• PM cuts short holiday for summit with French president • Cabinet ministers chase agreement on security and City.
President Macron’s government has not entirely rejected Theresa May’s Brexit compromise ANDY RAIN/EPA
The prime minister will attend a crucial meeting with the French president on Friday at which she will ask him to drop his objections to security co-operation after Britain leaves the European Union.
She will also seek assurances that he will help Britain to secure a comprehensive trade deal for the City of London, something that Michel Barnier, the EU’s chief Brexit negotiator, has resisted.
Ministers have taken comfort from the fact that President Macron’s government has not entirely rejected Mrs May’s compromise Brexit plan in public, although some French government sources are scathing in private.
The summit is part of Mrs May’s strategy to go over the head of the European Commission and engage with national leaders directly. The commission has taken a hard line against the customs proposals outlined in her Brexit plan announced at Chequers last month. However, a senior Élysée adviser told The Times that the prime minister should not have high expectations in France. “It is very difficult for Macron,” the source said. “It is not in his gift to offer compromises — only the commission can do that. He will stand firm with the commission.”

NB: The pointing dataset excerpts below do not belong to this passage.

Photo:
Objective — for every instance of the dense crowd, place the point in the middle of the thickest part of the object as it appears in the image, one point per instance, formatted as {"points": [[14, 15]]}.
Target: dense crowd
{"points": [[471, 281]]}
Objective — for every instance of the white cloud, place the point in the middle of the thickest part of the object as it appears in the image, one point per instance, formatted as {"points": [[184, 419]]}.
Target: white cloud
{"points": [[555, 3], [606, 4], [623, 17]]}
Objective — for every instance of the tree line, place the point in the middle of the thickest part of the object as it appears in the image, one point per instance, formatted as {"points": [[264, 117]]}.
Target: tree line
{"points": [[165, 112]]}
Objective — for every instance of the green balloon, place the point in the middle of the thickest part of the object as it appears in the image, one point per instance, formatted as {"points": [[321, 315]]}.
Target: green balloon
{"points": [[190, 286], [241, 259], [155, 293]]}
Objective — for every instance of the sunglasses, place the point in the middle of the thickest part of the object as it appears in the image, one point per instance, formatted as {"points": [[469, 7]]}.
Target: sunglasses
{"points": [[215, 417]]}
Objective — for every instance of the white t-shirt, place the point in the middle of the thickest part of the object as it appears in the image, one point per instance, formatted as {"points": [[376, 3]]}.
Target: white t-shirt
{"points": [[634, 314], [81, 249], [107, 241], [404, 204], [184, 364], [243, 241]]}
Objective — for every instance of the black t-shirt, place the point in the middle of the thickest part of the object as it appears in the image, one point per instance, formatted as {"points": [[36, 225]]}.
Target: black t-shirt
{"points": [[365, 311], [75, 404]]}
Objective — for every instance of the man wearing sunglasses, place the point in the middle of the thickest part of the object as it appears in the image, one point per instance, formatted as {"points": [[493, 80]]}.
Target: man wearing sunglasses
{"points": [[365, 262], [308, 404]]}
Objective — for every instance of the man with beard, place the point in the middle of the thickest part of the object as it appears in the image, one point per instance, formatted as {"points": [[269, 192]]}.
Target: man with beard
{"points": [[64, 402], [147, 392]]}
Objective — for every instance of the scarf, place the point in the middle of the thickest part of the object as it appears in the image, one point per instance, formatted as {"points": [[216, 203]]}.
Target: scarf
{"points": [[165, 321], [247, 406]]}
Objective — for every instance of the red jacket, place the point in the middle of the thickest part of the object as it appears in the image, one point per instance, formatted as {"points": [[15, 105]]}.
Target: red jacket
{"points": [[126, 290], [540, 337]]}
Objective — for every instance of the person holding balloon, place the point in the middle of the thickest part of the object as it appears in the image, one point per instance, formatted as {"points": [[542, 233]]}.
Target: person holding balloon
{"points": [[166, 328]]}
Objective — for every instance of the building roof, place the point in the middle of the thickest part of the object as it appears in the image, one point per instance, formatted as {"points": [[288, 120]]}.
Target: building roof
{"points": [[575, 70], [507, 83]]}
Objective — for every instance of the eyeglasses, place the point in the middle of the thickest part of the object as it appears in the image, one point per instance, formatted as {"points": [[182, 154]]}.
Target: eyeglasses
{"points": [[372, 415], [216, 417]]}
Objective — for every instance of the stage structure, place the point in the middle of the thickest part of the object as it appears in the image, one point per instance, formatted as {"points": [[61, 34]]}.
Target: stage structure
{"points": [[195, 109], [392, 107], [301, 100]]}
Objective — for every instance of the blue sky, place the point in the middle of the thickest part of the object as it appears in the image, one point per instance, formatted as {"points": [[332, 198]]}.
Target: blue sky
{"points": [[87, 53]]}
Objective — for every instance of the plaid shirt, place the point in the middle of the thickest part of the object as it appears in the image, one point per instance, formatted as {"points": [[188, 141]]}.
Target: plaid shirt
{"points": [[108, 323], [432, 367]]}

A French government official denied that Mrs May had insisted on the talks with Mr Macron, saying that the president “wished to meet her”. However, the official reiterated the long-standing French position that the European Commission should lead Brexit negotiations, and said that Mr Macron would be unlikely to accept a deal that, in effect, bypassed Brussels.
Mrs May will become the first world leader to meet the French president at the Brégançon fort, his holiday retreat in the south of France. She is returning a day early from her holiday in Italy to see him.
The invitation came after Downing Street asked for a meeting. A number of cabinet ministers have visited France in recent days in an attempt to persuade the French to accommodate British demands. Greg Clark, the business secretary, went on Tuesday last week, Philip Hammond, the chancellor, visited on Monday, Jeremy Hunt, the foreign secretary, went to Paris yesterday and Dominic Raab, the Brexit secretary, is going tomorrow.
Mr Hunt used his trip to urge France and Germany to exert their influence to persuade the commission to compromise with Britain. He warned that the chances of the UK crashing out without a deal were “increasing by the day” and would be “a tragedy for Europe”.
The prime minister hopes to thrash out some sort of compromise at a summit with other European leaders in Salzburg on September 20. She will face a torrid autumn if she cannot secure broad agreement on her Brexit package, which has been undermined by the EU’s rejection of her plan for customs co-operation.
Some government sources believe that Angela Merkel, the German chancellor, is prepared to help Britain to get a strong Brexit deal, after she met Mrs May the day before the Chequers meeting. President Macron has positioned himself as the least emollient of the 27 European leaders, with diplomatic sources saying that he still believes Brexit to be a “huge error”.
Charles Grant, from the Centre for European Reform, said: “The French have been the toughest on Brexit on a range of issues, including financial services and Galileo [the satellite-navigation system being created by the EU]. They are doing this both to grab business and because they genuinely fear how well the Eurosceptic movement will do in the European elections next May, when the National Front could conceivably win more votes. So I think France needs to demonstrate that Brexit doesn’t pay.”
However, one Whitehall source said: “The French are holding fire on the white paper, so we’re making the case to them. It looks like the jury’s still out on them, so that’s why she’s going.”
Mrs May will hold a working meeting with President Macron late on Friday afternoon, followed by a dinner also attended by spouses. The prime minister is likely to put security at the heart of her pitch, urging Mr Macron to soften his stance, to protect citizens from terrorism and crime, as well as urging him to engage with the white paper.
One Conservative MP said that Mrs May should be creative with the French: “She needs to engage with regional presidents. In particular those with a lot to lose — Pas de Calais, etc. They haven’t appreciated how federal these states are.”
Mr Macron is likely to be grateful for a chance to use his summer retreat for official business. He was criticised for ordering a swimming pool at Brégançon at a cost of €34,000. The presidency said the pool would be above ground so that it could be dismantled by future heads of state.
• A 13-mile motorway lorry park planned as a “temporary solution” for post-Brexit traffic could be in place for at least five years. Impact assessments by councils, publicised today, condemn the slow pace of planning for how to deal with traffic at Kent ports. One document criticised work on the temporary scheme and said that a permanent solution would not be achieved until 2023 at the earliest. Kent county council said that the planning system was “not only frustrating but potentially damaging to the UK economy”.